O PMDB deve reconduzir Temer à presidência nacional do partido. No total, 454 delegados vão eleger os membros do Diretório Nacional, que, por sua vez, vão escolher a nova Comissão Executiva Nacional.

Temer voltou a defender a unidade nacional e o diálogo entre todas as correntes de opinião. “O PMDB sempre teve diversidades internas, mas [que] convergem em todas as ocasiões em que é preciso cuidar do país”.

Ele afirmou que o partido vai apresentar em breve uma proposta para garantir e ampliar avanços sociais e a igualdade de oportunidades para todos. “São propostas que visam a repor a confiança dos setores produtivos ampliando o nível do emprego. Não podemos nos abater nem perder a confiança no futuro”.

Segundo Temer, não é possível “ignorar que o país enfrenta uma gravíssima crise política e econômica”. “O quadro recessivo e o desemprego são realidades que devem ser combatidas com políticas de valorização da iniciativa privada e de estímulo de expansão da competitividade ao lado de medidas de ajuste”, acrescentou.

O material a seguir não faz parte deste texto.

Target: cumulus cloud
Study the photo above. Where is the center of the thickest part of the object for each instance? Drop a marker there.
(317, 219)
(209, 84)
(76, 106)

Principal partido da base aliada do governo da presidenta Dilma Rousseff, o PMDB chega dividido à convenção entre manter o apoio ao governo ou decidir pelo afastamento.

Na chegada à convenção, o senador Romero Jucá (RR) disse que, em até 30 dias, o Diretório Nacional do partido vai decidir se mantém apoio ao governo da presidente Dilma Rousseff.

Já o vice-presidente da legenda, senador Valdir Raupp (RO), voltou a defender que o partido adote no encontro uma posição de independência em relação ao governo Dilma, inclusive abrindo mão dos cargos que ocupa no Executivo.

Durante a convenção, parlamentares discursaram e pediram a saída imediata do partido da base aliada do governo. Muitos dos presentes na plateia do centro de convenções onde é realizado o encontro gritaram “Saída Já”, “Fora Dilma” e “Fora PT”. (Agência Brasil)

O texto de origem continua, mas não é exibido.